While boron deficiencies are rare, it is easy to distinguish if a cannabis plant needs a B boost. New emerging leaves begin displaying distorted, twisted growth. In addition, they often become stunted, exhibiting brown or rust-coloured spotting. Boron deficiencies arise in drought conditions or if the substrate dries out frequently.
Marijuana growers using plain tap water on their plants don’t have to worry about adding chlorine to a nutrient formula because most domestic water supplies already contain this essential micronutrient. In fact, many growers worry more about chlorine toxicity. However, cannabis plants need Cl to help transport ions and nutrients throughout the plant’s internal system.

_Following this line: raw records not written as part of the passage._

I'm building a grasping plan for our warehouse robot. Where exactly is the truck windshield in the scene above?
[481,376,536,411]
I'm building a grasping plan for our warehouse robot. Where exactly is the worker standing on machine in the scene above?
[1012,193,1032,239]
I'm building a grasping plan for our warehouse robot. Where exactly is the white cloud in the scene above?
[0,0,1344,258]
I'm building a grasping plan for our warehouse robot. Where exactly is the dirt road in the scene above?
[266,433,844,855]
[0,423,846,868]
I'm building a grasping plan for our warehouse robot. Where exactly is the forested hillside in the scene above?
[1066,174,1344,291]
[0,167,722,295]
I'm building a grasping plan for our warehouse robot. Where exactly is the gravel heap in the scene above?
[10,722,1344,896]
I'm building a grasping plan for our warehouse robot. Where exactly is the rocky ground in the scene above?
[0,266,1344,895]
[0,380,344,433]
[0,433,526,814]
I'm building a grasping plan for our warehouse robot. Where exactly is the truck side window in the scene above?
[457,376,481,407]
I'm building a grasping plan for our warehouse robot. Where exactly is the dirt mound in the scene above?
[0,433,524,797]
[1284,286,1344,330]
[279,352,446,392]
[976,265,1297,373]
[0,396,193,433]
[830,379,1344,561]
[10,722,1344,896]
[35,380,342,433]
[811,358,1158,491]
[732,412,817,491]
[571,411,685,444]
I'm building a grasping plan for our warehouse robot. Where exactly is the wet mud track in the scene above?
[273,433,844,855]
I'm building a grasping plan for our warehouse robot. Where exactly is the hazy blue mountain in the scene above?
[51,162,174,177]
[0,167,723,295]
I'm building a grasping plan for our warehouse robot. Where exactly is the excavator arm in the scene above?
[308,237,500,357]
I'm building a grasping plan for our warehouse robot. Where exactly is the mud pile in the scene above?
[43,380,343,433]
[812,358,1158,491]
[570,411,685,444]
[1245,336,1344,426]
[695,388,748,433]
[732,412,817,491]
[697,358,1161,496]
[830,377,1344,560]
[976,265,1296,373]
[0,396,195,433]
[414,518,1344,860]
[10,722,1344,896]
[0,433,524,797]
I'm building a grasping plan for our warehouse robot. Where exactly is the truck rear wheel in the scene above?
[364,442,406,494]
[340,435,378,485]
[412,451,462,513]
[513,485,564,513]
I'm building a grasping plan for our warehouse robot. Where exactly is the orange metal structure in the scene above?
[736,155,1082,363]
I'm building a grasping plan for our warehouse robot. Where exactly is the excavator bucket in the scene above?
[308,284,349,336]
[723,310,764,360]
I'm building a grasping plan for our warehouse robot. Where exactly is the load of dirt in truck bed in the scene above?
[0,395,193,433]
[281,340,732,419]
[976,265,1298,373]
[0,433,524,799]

Chlorine pairs up with potassium, increasing cellular osmotic pressure, which regulates the opening and closing of plant stomata. Furthermore, the crucial element helps regulate the hydration of plant tissue while assisting in oxygen flow, essential for cellular mobility in the plant’s root system and foliage.
While chlorine deficiencies are rare when applying tap water to marijuana plants, growers using reverse osmosis (RO) systems will need to add a small amount of this vital micronutrient to ensure plant health. Pale, wilting leaves are a sure sign of a chlorine deficiency. New growth will turn a light bronze colour before they shrivel up and die.